Discover Financial shares have risen above where they were before the February 2020 decline due to the transformation of the coronavirus outbreak into a pandemic. This seems to make it fully valued because, in reality, income is not expected to see a significant increase over last year.

While the company’s total revenue grew by around 12%, from $ 9.9 billion in 2017 to around $ 11.1 billion in 2020, this translated into a 46% drop in net sales. The difference in the growth numbers is mainly due to a jump in operating expenses as a% of revenue from 38.2% in 2017 to 40.8% in 2020, mainly due to higher compensation costs. This reduced the net profit margin from 20.5% to 10% in 2020.

The company experienced steady growth in revenue over the 2017-2020 period and its P / E multiple increased.

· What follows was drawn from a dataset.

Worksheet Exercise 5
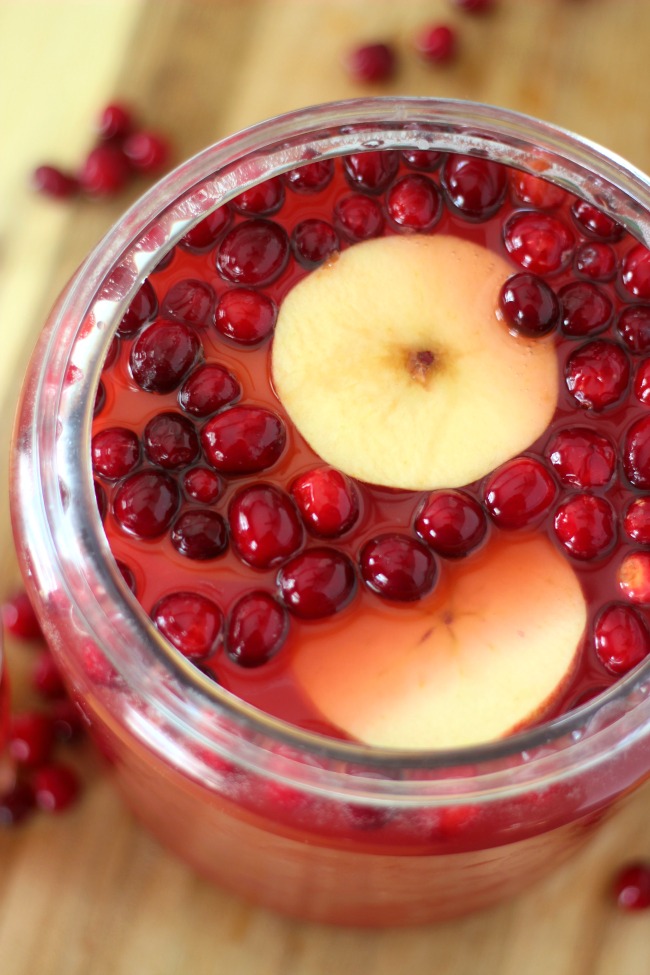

We believe the stock is trading near its near-term potential and should trade sideways despite recent growth and potential weakness from a recession caused by the Covid outbreak. Our dashboard “What factors caused Discover’s financial stocks to change 20% between the end of 2017 and now? “ has the underlying numbers.

Discover Financial’s P / E multiple has grown from around 14x in fiscal 2017 to nearly 25x in fiscal 2020. Although the company’s P / E is just below 26x now, there isn’t much room for a drop when the current P / E is compared to levels seen in recent years – P / E multiple of around 25x at the end of 2020.

So where is the stock going?

Discover Financial suffered in 2020 from the global economic downturn and the Covid-19 crisis, which reduced levels of consumer spending and increased the risk of default. The company reported total revenue of $ 11.1 billion for the year, down 3% year-on-year. This could be primarily attributed to a 4% year-on-year decline in credit card business, which contributed around 76% of revenue in 2019. This is due to a decrease in outstanding card loans. credit and headwinds on interest rates. In addition, the volume of credit card purchases also fell by 2% during the year due to lower consumer spending. While a recovery in the economy is likely to improve loan stocks and purchasing volume, interest rates are unlikely to quickly return to pre-Covid-19 levels. Overall, Discover Financial’s revenue is unlikely to experience a significant jump in fiscal 2021. That said, DFS experienced a 62% year-on-year decline in adjusted net income in 2020, primarily Due to higher operating expenses and an increase in provisions for credit losses – the company increased its provisions to neutralize the higher risk of default. However, with the expected massive availability of the Covid-19 vaccine and the expected recovery in the economy, the allowance for credit losses is expected to decline favorably in fiscal 2021, increasing DFS profitability. Overall, the Discover Financial stock is likely to trade sideways in the short term.

The actual recovery and its timing depend on the wider containment of the spread of the coronavirus. Our dashboard Trends in Covid-19 cases in the United States provides insight into the spread of the pandemic in the United States and contrasts with trends in Brazil and Russia. Following the stimulus from the Fed – which set a floor on fear – the market was willing to “look through” the current period of weakness and take a longer view. With investors focusing their attention on the 2021 results, valuations become important in finding value. Although market sentiment may be fickle, and evidence of a slight uptick in new cases could scare investors again.